Wednesday, March 09, 2005

Worship

Tonight we led worship at 3 different sessions of confirmation. Each session had between 100 & 225 people at it. But because we "merged" confirmation with the Wednesday worship, the vast majority (90%) were jr. high/middle school students.

The 6pm and 7:15pm sessions went fine. But 4:30 was kind of a disaster. Kids talked through the service. There was general rudeness. They weren't hanging with their group leader.

As the worship leader, and also the person responsible for the night as a faith-formation activity, I was torn. I could stop and "correct" (or berate) the jr highers, but that would put a serious damper in the worship moment. Of course, that was already happening.

I guess the moment surprised me.

The root of my question is "what place does reverance have in our culture". Is there anything that brings about or inspires awe? There are times, when the setting is right, and often surrounded by music, that I am emotionally/spiritually taken to another place by a worship experience. It doesn't happen often. But I have experienced it. Because of it, because of how God has worked in those moments, I come at worship with a sense of respect for what it is and can be.

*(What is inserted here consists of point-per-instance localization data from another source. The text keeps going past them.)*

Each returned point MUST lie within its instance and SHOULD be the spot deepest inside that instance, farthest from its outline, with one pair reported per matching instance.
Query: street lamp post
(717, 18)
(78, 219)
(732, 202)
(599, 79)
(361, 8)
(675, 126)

The young people in the room at 4:30pm tonight did not have that. How do we teach worship? How do we teach reverance? How do we teach awe?

It is not something we find, I suppose. It is something that finds us. In the same way I have experienced it, it will be experienced by the young people in the room tonight. God will work in spite of them. God will work in spite of us.

But I want to think about how we create these moments...this holy time...kairos...where young people experience this. We will set the table. God will serve.